50 new state-paid local rabbi posts to be created by Religious Services Ministry

Although the ministry now appears willing to start making such appointments once again it is unclear how it will overcome this legal obstacle.

Followers of ultra-orthodox Jewish rabbi Moses Teitelbaum of the Satmar Hassidim pack the Congregation Yetev Lev D'Satmar in the town of Kirays Joel, New York (photo credit: REUTERS)
Followers of ultra-orthodox Jewish rabbi Moses Teitelbaum of the Satmar Hassidim pack the Congregation Yetev Lev D'Satmar in the town of Kirays Joel, New York
(photo credit: REUTERS)
The Religious Services Ministry has secured agreement from the Treasury to create 50 new state-paid local rabbi positions over the next two years.
Religious Services Minister David Azoulay of Shas and Ministry Director Oded Flus gave notice of the new positions at a hearing of the Knesset Finance Committee on Wednesday.
During the hearing, Azoulay said vacancies for neighborhood and town rabbis had gone unfilled in recent years. And though funds were designated by the Finance Ministry for these positions, he said those allocations returned to the Treasury when the posts were left vacant.
One of the main reasons those appointments were not made, was because of a petition to the High Court of Justice brought by members of progressive Jewish denominations.
In the petition, they argued that it was discriminatory to exclude non-Orthodox rabbis from consideration in filling the posts.
Now that the ministry appears willing to resume making the appointments and fill the vacancies, it is unclear how that legal obstacle will be overcome.
Azoulay also said that the ministry was working to increase wages of statepaid rabbis, which can be as low as NIS 5,000, although many of those salaries are not for full time work commitments.

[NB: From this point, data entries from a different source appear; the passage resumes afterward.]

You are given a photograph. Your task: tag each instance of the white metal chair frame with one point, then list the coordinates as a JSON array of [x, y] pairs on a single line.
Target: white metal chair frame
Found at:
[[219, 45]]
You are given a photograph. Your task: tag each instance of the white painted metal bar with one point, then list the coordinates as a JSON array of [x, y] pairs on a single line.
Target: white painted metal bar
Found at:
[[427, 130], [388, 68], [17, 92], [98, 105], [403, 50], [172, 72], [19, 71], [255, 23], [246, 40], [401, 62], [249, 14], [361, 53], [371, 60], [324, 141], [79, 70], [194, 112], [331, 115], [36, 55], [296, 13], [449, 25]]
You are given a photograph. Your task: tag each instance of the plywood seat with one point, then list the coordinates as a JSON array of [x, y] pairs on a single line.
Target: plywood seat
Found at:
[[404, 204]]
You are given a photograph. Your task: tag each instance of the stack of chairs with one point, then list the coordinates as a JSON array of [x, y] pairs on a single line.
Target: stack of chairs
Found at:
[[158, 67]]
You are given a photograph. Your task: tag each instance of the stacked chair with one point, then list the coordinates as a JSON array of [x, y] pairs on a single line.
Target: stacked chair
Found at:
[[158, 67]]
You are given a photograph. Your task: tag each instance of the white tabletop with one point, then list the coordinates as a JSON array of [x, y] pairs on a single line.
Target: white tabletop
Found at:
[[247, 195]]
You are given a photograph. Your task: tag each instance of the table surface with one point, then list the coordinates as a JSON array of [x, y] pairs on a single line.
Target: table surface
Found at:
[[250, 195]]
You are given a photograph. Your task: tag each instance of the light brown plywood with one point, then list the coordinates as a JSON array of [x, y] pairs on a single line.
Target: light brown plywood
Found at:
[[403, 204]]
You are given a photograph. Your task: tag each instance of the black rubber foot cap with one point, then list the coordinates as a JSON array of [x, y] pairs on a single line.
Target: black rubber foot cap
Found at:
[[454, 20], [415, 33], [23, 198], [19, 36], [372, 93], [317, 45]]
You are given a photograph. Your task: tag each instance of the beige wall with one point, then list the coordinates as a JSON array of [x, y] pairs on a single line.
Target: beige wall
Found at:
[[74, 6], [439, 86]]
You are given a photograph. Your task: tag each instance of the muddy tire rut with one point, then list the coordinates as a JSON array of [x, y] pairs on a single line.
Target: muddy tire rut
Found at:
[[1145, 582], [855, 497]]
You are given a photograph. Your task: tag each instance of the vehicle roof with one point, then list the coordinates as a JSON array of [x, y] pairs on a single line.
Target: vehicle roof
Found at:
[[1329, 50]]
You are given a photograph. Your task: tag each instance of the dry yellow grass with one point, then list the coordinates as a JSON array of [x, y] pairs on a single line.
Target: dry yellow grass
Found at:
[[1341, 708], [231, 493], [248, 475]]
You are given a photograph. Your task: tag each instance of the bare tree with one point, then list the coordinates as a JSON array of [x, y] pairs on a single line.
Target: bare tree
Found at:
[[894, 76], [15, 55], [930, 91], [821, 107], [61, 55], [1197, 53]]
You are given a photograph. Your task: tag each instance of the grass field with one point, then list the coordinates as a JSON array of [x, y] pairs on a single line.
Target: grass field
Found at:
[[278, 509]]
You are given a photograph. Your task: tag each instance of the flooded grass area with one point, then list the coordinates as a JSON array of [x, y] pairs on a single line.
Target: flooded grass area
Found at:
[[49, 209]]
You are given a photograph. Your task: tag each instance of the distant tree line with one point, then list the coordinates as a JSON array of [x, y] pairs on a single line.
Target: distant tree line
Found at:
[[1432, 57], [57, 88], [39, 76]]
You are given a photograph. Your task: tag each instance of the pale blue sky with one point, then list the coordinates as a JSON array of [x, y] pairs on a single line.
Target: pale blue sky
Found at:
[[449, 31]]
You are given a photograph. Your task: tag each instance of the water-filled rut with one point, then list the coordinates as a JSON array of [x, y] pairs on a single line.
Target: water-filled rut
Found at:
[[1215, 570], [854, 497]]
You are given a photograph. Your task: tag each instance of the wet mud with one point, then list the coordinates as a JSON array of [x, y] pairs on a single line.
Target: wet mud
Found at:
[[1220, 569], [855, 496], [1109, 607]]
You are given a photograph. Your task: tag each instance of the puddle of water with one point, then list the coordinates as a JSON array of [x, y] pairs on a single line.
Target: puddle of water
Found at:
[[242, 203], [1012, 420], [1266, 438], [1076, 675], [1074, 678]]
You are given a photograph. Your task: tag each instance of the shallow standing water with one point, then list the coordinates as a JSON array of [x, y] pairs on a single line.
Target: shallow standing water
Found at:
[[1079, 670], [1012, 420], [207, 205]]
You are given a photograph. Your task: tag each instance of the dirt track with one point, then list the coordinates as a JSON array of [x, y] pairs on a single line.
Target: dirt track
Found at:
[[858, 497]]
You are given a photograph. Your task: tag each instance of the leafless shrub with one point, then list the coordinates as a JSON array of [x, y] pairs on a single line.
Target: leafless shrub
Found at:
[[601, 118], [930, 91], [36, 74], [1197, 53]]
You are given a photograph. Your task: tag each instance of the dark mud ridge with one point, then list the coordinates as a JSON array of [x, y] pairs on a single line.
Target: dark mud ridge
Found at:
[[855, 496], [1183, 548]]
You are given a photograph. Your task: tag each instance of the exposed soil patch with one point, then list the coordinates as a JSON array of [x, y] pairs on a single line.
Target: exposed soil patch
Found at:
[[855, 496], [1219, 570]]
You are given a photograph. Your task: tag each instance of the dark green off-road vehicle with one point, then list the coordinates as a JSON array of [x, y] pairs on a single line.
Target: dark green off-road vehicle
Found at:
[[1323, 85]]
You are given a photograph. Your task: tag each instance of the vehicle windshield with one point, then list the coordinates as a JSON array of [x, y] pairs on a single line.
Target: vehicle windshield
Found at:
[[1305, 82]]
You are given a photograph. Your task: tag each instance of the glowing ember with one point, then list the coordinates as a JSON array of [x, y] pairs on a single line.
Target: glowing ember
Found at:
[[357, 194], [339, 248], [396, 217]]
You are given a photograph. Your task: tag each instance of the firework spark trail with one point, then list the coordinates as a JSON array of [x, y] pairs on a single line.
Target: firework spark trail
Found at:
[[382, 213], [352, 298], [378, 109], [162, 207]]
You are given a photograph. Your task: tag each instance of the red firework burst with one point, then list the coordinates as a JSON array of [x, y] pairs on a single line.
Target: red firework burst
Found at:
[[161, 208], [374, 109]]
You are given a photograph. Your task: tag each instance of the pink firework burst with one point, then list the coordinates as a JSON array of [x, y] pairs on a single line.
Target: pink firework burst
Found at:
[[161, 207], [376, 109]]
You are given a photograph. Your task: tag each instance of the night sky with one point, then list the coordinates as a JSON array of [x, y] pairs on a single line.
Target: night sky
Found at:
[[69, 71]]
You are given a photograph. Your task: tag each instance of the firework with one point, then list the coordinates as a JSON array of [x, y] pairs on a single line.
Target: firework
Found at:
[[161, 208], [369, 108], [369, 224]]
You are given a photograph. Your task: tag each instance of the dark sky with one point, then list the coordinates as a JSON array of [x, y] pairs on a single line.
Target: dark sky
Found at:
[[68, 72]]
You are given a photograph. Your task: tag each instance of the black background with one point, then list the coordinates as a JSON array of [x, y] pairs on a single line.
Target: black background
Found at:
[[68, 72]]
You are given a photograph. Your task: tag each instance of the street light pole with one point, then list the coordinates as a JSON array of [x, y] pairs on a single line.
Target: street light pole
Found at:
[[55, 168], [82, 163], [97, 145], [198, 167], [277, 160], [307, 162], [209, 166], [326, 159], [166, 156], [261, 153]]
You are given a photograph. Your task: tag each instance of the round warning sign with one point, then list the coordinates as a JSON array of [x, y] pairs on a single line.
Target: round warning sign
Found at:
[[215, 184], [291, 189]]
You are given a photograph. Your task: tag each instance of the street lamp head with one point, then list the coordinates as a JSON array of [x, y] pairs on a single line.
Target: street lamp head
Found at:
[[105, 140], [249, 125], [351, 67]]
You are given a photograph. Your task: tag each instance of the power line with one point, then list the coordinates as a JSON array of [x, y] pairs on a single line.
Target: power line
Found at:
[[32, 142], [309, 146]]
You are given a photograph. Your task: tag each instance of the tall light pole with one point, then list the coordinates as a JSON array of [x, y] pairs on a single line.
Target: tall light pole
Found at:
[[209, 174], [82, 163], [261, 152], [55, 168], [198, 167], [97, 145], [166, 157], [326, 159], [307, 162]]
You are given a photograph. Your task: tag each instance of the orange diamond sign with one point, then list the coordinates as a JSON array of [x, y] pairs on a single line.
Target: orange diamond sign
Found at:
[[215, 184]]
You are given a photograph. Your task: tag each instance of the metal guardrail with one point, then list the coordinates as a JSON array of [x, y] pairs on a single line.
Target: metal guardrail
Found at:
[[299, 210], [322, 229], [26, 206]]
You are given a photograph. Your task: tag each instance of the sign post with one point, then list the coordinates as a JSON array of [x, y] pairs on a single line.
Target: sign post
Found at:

The religious-Zionist lobbying group Ne’emanei Torah Va’Avodah said that, while it was important to raise the salaries of statepaid rabbis, such measures should only be taken as part of wider reforms.
In particular, the organization pointed out that neighborhood, town and regional rabbis are appointed for an indeterminate length of time, and a rabbi elected to a post can hold it until retirement without need of being additional appointment or election.
The group was also critical of the fact that no MKs from Bayit Yehudi or from nonreligious parties, other than MK Elazar Stern of Yesh Atid and MK Rachel Azaria of Kulanu, attended the hearing.
“Anyone who has talked about the importance of the Jewish identity of the state, abandoned it by being absent from this hearing, in which the outline for religious services in the next two years was delineated,” the group said in a statement given to the press following the hearing.
Alongside the details regarding state-paid rabbis, Azoulay also said that the ministry would stop the use of multi-level burial plots, despite having invested NIS 250 million in that arrangement in recent years.
Multi-level burial structures capable of housing several tombs, one above the other, were part of a campaign led by the ministry several years ago under former minister and current MK Ya’acov Margi, and begun in response to a severe land shortage.
But a clause in the UTJ coalition agreement with the Likud called for halting multi-level burial due to religious objections, even though the late Rabbi Ovadia Yosef, an esteemed arbiter of Jewish law, ruled the burial method acceptable according to Jewish religious law.
Committee chairman MK Moshe Gafni of United Torah Judaism said during the hearing that he would work to further increase the budget of the Religious Services Ministry, to fund new state-paid positions for local rabbis and create others on regional rabbinical courts.
The number of rabbinical court posts has not increased in line with population growth of recent years. That lack of manpower is frequently cited as a significant problem in the management and service of those courts.
Flus said that the 130 local religious councils throughout the country have been streamlined, reducing their combined budget deficit from NIS 259m. to just NIS 20m.
At the same time, he said, services such as marriage registration, kashrut supervision, burial and “Torah culture” have been improved.